Posted in: by Richard T. Jameson, Contributors, Film Reviews

Review: Shoot

[Originally published in Movietone News 50, June 1976]

Guy starts his movie with loving closeups of a ramrod squeezing oil down a rifle bore and a hand stroking off the outer barrel, he’d better have either a sense of humor or a deep enough fetishistic commitment to justify the indulgence. Harvey Hart, a Canadian director who did several seasons of American TV and a couple of U.S. feature films in the mid-Sixties, apparently possesses neither, but he’s consistently displayed a predilection for hanging his camera in pointlessly odd places and cluttering up his foregrounds as sententiously as possible. Since Shoot is based on a premise at once pretentious and preposterous, he’s the last man I’d have nominated to save it—and whaddaya know, I’d have been right.

Cliff Robertson is a forceful actor who’s always brought a sense of commitment to his work, and suggested a certain do-gooder spirit behind his selection of small, serious films to lend his talent to; it’s very likely he believed in the cautionary value of a movie about gun-worshipping, National Guard–enrolled, smalltown businessmen who get themselves into an escalatingly bad scene—starting with a spontaneous exchange of shots between them and another party of frustrated hunters in the woods one Saturday—and his quietly fervent performance as the ranking veteran is the sole commendable feature of the movie. Everything else about the film suggests cliché liberal values and a programmatic scheme of exploitable elements locked in unholy, and quite uninteresting, alliance: Robertson (the character’s name is Rex Jeanette) spends as much time as possible away from his alcoholic wife, who thinks he’s got a “friend” on the side although nothing we see or hear confirms this; his buddies make jokes about “faggots” and worry about being taken for “chickenshit” by their peers; the wife of one of his pals tries to seduce him, saying he’s “a real man” whereas her husband is “a very nice guy who doesn’t turn me on”; his sergeant sells National Guard carbines on the q.t. and is hence blackmailable into cooperating when Robertson wants to mount a military expedition against those guys out in the woods; etc., etc., etc.

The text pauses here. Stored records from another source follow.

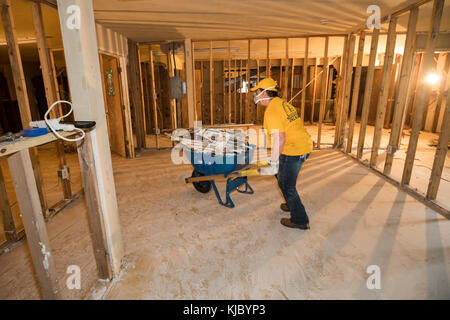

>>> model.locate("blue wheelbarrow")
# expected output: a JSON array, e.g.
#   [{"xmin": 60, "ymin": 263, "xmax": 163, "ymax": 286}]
[{"xmin": 184, "ymin": 144, "xmax": 265, "ymax": 208}]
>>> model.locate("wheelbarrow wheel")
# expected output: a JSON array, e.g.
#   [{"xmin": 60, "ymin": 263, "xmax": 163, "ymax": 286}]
[{"xmin": 192, "ymin": 170, "xmax": 211, "ymax": 193}]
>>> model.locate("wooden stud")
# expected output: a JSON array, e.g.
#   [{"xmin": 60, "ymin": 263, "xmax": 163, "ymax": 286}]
[
  {"xmin": 337, "ymin": 34, "xmax": 356, "ymax": 148},
  {"xmin": 256, "ymin": 59, "xmax": 261, "ymax": 122},
  {"xmin": 431, "ymin": 52, "xmax": 450, "ymax": 132},
  {"xmin": 0, "ymin": 0, "xmax": 31, "ymax": 125},
  {"xmin": 57, "ymin": 0, "xmax": 123, "ymax": 279},
  {"xmin": 300, "ymin": 37, "xmax": 309, "ymax": 121},
  {"xmin": 167, "ymin": 49, "xmax": 178, "ymax": 129},
  {"xmin": 184, "ymin": 39, "xmax": 195, "ymax": 128},
  {"xmin": 334, "ymin": 35, "xmax": 350, "ymax": 147},
  {"xmin": 383, "ymin": 7, "xmax": 419, "ymax": 175},
  {"xmin": 77, "ymin": 132, "xmax": 112, "ymax": 279},
  {"xmin": 239, "ymin": 60, "xmax": 243, "ymax": 123},
  {"xmin": 309, "ymin": 57, "xmax": 319, "ymax": 124},
  {"xmin": 137, "ymin": 45, "xmax": 147, "ymax": 134},
  {"xmin": 266, "ymin": 39, "xmax": 271, "ymax": 78},
  {"xmin": 128, "ymin": 39, "xmax": 146, "ymax": 149},
  {"xmin": 148, "ymin": 45, "xmax": 159, "ymax": 149},
  {"xmin": 356, "ymin": 29, "xmax": 380, "ymax": 159},
  {"xmin": 383, "ymin": 54, "xmax": 402, "ymax": 129},
  {"xmin": 8, "ymin": 149, "xmax": 62, "ymax": 300},
  {"xmin": 370, "ymin": 17, "xmax": 397, "ymax": 167},
  {"xmin": 233, "ymin": 59, "xmax": 238, "ymax": 123},
  {"xmin": 283, "ymin": 38, "xmax": 289, "ymax": 99},
  {"xmin": 222, "ymin": 60, "xmax": 227, "ymax": 124},
  {"xmin": 427, "ymin": 81, "xmax": 450, "ymax": 200},
  {"xmin": 346, "ymin": 31, "xmax": 366, "ymax": 153},
  {"xmin": 317, "ymin": 37, "xmax": 329, "ymax": 149},
  {"xmin": 0, "ymin": 167, "xmax": 17, "ymax": 241},
  {"xmin": 244, "ymin": 40, "xmax": 251, "ymax": 123},
  {"xmin": 290, "ymin": 58, "xmax": 295, "ymax": 99},
  {"xmin": 228, "ymin": 40, "xmax": 231, "ymax": 123},
  {"xmin": 401, "ymin": 0, "xmax": 444, "ymax": 185},
  {"xmin": 31, "ymin": 2, "xmax": 72, "ymax": 199},
  {"xmin": 0, "ymin": 0, "xmax": 47, "ymax": 213},
  {"xmin": 396, "ymin": 53, "xmax": 423, "ymax": 136},
  {"xmin": 209, "ymin": 41, "xmax": 215, "ymax": 126}
]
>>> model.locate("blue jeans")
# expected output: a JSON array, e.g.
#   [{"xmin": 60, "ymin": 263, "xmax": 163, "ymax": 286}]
[{"xmin": 277, "ymin": 153, "xmax": 310, "ymax": 224}]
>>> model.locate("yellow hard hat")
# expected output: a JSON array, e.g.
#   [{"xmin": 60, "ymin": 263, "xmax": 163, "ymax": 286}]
[{"xmin": 251, "ymin": 78, "xmax": 278, "ymax": 92}]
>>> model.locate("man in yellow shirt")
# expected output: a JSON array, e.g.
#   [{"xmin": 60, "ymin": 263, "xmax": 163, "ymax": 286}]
[{"xmin": 251, "ymin": 78, "xmax": 313, "ymax": 230}]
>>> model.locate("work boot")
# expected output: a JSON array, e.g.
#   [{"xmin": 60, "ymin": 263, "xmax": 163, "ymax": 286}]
[
  {"xmin": 280, "ymin": 203, "xmax": 291, "ymax": 212},
  {"xmin": 280, "ymin": 218, "xmax": 309, "ymax": 230}
]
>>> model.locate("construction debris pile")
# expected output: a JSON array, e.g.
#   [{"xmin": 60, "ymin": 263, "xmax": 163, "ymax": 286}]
[{"xmin": 171, "ymin": 128, "xmax": 251, "ymax": 155}]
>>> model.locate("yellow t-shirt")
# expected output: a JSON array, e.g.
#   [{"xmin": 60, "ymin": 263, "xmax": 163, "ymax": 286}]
[{"xmin": 264, "ymin": 97, "xmax": 313, "ymax": 156}]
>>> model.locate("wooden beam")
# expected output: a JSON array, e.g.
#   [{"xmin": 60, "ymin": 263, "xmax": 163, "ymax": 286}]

Shoot is a low-budget film, obviously filmed in real homes, real hunting lodges, real stores, but Hart, for all his egregious handheld-camera zeroings-in and cutaways to available-light overhead shots, has nothing really to tell us about this environment or the people who live there. There’s a wishfully suspense-engendering gimmick involving a greyhaired man who gets Robertson’s number while Robertson is traveling about the countryside trying to learn just whom they shot in their sportsmanlike firefight the weekend before, but in light of the film’s climax and outcome this couldn’t have been more narratively irrelevant if it were a red herring, which it isn’t, quite. What it finally comes down to is you-bring-your-National-Guard-unit-and-I’ll-bring-mine … You bring the popcorn and I’ll bring the salt.

RTJ

SHOOT
Direction: Harvey Hart. Screenplay: Dick Berg, after the novel by Douglas Fairbairn. Cinematography: Zale Magder. Art direction: Earl Preston. Editing: Ron Wisman, Peter Shalatow. Music: Doug Riley. Production: Harve Sherman; Executive: Dick Berg.
The players: Cliff Robertson, Ernest Borgnine, James Blendick, Henry Silva, Larry Reynolds, Helen Shaver, Gloria Carlin Chetwynd, Kate Reid.